There were several awesome resources I found when browsing the blogosphere, including James Tanton's approach of making a riddle and changing the name. I also loved Dan Greene's idea of having a symbol, L, instead of the word log. 

However, the idea that really struck me was in a comment by Mr H to JD2718's post on logarithms. Mr H suggested that we start with logarithmic tables, and go from there, and that's kinda what I did.

Table of Bases and Powers

This is how the class actually went:
  1. Give the class a few exponential equations which they can solve by converting to the same base. Intermix with these a few equations which cannot be solved that way. The students must graph or be stuck. 
  2. When a sufficient number of students are bewildered, give them the table above and ask them without further explanations if perhaps this table can be of some help. Let them figure out how to read the table and use it. Most of my students were able to figure it out quite quickly. 
  3. Ask students: what are you doing, how would you explain it to someone who missed today's class?

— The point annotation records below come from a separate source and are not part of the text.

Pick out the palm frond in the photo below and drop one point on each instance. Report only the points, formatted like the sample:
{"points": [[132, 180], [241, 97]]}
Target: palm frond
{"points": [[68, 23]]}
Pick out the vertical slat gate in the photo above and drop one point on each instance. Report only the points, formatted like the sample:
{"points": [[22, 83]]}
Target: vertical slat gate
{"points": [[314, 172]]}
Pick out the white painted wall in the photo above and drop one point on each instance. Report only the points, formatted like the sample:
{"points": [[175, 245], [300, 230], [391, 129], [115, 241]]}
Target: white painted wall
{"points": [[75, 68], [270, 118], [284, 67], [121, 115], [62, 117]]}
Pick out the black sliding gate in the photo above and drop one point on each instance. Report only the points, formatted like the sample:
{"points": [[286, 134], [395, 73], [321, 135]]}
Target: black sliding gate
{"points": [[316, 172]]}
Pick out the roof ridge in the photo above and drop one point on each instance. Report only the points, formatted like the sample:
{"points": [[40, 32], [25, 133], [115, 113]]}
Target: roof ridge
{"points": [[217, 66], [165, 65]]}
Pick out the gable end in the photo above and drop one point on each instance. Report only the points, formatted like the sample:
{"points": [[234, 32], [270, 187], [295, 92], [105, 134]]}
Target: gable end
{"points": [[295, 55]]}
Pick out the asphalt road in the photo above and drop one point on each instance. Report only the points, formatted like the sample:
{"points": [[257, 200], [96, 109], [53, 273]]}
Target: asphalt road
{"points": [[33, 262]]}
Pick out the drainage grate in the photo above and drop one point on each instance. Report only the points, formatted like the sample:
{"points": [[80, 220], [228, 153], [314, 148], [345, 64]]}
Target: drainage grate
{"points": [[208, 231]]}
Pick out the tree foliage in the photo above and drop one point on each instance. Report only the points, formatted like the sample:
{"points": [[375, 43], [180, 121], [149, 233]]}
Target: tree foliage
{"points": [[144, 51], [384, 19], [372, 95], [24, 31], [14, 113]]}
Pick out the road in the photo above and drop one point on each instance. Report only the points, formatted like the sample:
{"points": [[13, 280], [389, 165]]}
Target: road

Think pair share one minute per step. 
  4. Divide whiteboard in two, on one side write Logarithms and on the other write Square roots.  Compare and contrast different features, like how both are something you do to something else,   how square roots and squares are inverses, logarithms and bases are inverses (they "undo" each other if students haven't done inverse functions yet) and how they are used in specific examples.
  5. Ask students to return to table and solve 10^x = 50. Show them that calculator can do it as well, but that for now base 10 problems are the only ones calc is useful for. 
  6. Give a few more exercises using table and calculator. 
  7. Show youtube logarithm song.

Homework: students received a link to a google-form to answer some questions about logarithms, so that I could check their conceptual understanding. Only about half of the students did this but their answers showed good understanding. 
Next class, I started out by giving students this handout:

The students were quite impressed with this new tool to fit different size data on the same scale, and were even more intrigued once I showed them the xkcd graphs depth and height
I also showed them pictures of the richter scale such as this one and students were intrigued and showed good understanding such as "Look, the Chile earth quake was about 10^3.5 times stronger than the Hiroshima bomb!". Music to my ears. 
Then I introduced the laws of logarithms. I butchered that one. Check out Kate Nowak's recent post for a killer idea instead.

Next class, we looked at logarithmic functions. I started out by giving students a tiny review of inverses ("they undo each other, reflected around y=x, x and y are reversed") and then gave them this worksheet. 


I really don't see the need to go into detail with log functions so I didn't. 

Natural logarithm was introduced as inverse of natural exponential function and little else was done with it. 

Test results were decent, no one treated logs as an object, and no one switched to the lower level. :)

Wednesday, December 8, 2010

Scratch

A friend today told me about Scratch as a possible fun and simplish move towards that Conrad Wolfram vision of computational math in schools. I'm currently too groggy from post-surgery morphine to dig in and create any teaching material using scratch right now.  Has anyone used this for teaching yet?